To create a multiparametric MRI-based predictive model for assessing chemotherapy efficacy in colorectal cancer patients with gene mutations.

METHODS

This retrospective study was conducted in a tertiary hospital, analyzing 157 colorectal cancer patients with gene mutations treated between August 2022 and December 2023. Based on chemotherapy outcomes, the patients were categorized into favorable (n = 60) and unfavorable (n = 50) response groups. Univariate and multivariate logistic regression analyses were performed to identify independent predictors of chemotherapy efficacy. A predictive nomogram was constructed using significant variables, and its performance was assessed using the area under the receiver operating characteristic curve (AUC) in both training and validation sets.

RESULTS

Univariate analysis identified that tumor differentiation, T2 signal intensity ratio, tumor-to-anal margin distance, and MRI-detected lymph node metastasis as significantly associated with chemotherapy response (P < 0.05). Multivariate Logistics regression confirmed these four parameters as independent predictors. The predictive model demonstrated strong discrimination, with an AUC of 0.938 (sensitivity: 86%; specificity: 92%) in the training set, and 0.942 (sensitivity: 100%; specificity: 83%) in the validation set.

CONCLUSION

We established and validated a multiparametric MRI-based model for predicting chemotherapy response in colorectal cancer patients with gene mutations. This model holds promise for guiding individualized treatment strategies.

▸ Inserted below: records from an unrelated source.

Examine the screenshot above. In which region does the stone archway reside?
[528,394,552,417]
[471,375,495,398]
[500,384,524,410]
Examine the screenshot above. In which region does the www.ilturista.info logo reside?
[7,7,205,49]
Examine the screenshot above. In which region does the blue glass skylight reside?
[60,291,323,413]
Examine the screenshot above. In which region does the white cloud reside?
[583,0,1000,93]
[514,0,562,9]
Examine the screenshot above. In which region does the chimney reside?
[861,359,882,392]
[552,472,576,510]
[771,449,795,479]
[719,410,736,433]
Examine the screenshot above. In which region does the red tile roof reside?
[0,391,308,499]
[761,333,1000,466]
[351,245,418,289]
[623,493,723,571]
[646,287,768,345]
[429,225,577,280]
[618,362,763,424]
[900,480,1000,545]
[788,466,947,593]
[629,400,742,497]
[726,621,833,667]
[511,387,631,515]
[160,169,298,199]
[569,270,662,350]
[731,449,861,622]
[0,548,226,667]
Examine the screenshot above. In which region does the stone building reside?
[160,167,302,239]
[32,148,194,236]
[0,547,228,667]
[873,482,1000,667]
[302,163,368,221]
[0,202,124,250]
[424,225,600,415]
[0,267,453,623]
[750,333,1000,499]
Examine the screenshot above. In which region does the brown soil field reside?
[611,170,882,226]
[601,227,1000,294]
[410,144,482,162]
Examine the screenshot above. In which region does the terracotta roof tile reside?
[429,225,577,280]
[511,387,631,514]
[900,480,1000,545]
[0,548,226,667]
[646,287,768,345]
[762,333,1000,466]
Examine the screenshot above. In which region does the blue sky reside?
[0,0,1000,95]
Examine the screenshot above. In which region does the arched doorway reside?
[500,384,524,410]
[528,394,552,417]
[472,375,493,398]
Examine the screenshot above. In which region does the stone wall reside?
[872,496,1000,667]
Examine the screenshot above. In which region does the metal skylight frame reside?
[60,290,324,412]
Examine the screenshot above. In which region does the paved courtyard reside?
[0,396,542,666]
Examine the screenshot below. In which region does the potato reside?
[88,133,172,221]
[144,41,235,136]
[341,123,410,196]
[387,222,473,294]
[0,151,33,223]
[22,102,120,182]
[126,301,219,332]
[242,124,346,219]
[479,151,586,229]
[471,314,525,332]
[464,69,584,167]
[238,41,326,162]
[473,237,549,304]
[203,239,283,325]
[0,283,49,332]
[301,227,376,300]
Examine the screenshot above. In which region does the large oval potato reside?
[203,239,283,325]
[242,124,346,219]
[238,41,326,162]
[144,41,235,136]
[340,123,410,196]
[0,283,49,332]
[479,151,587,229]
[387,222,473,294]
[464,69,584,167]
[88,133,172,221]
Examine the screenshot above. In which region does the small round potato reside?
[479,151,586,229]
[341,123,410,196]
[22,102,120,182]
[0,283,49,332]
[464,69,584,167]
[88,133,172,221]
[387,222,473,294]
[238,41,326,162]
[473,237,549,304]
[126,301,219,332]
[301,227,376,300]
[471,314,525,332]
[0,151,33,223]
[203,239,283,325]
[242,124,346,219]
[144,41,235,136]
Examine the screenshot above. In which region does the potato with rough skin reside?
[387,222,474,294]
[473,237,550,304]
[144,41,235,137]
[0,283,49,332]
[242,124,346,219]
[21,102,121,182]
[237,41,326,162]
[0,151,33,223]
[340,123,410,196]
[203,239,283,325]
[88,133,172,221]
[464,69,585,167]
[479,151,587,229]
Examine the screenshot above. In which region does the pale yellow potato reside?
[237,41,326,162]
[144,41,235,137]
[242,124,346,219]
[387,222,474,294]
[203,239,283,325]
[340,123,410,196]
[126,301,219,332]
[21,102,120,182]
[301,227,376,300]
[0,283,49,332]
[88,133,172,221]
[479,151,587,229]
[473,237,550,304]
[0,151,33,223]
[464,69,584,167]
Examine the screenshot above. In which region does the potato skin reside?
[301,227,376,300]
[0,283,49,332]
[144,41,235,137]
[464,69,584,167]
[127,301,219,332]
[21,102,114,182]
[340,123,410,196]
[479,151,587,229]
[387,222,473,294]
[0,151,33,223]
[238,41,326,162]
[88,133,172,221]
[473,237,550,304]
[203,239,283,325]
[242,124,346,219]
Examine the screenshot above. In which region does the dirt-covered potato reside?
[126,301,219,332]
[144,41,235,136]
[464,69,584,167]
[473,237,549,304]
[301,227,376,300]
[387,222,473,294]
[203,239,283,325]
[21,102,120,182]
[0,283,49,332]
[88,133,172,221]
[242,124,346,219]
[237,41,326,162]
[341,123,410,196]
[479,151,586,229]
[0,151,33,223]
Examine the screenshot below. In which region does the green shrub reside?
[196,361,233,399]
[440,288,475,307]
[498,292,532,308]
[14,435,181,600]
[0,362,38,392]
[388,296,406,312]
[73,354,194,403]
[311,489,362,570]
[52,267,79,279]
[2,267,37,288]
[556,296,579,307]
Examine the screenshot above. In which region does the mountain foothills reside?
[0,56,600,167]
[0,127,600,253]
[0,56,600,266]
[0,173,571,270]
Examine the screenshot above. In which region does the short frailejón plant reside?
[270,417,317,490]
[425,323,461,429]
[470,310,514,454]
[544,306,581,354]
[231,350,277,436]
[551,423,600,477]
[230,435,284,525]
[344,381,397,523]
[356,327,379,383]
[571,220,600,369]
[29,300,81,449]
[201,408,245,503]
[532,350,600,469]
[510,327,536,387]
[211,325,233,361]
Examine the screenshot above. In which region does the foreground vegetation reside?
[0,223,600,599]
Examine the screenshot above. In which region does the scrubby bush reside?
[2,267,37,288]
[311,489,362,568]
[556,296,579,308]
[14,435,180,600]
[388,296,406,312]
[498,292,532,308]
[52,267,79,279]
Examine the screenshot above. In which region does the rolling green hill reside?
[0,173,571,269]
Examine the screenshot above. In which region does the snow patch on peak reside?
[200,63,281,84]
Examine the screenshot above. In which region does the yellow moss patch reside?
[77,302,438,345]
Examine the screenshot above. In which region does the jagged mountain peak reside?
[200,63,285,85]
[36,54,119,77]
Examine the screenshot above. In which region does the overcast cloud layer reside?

Keywords: Colorectal cancer; RAS gene mutation; Multiparametric magnetic resonance imaging; Chemotherapy; Predictive model

Core Tip: This study pioneers a multiparametric magnetic resonance imaging (MRI)-based predictive model tailored for colorectal cancer patients with gene mutations (e.g., KRAS, NRAS, and BRAF) to evaluate chemotherapy efficacy. By integrating tumor differentiation, T2 signal intensity ratio, tumor-to-anal margin distance, and MRI-detected lymph node metastasis, the model achieved high accuracy (area under the receiver operating characteristic curve > 0.93) in both training and validation sets, offering a non-invasive tool for personalized treatment planning.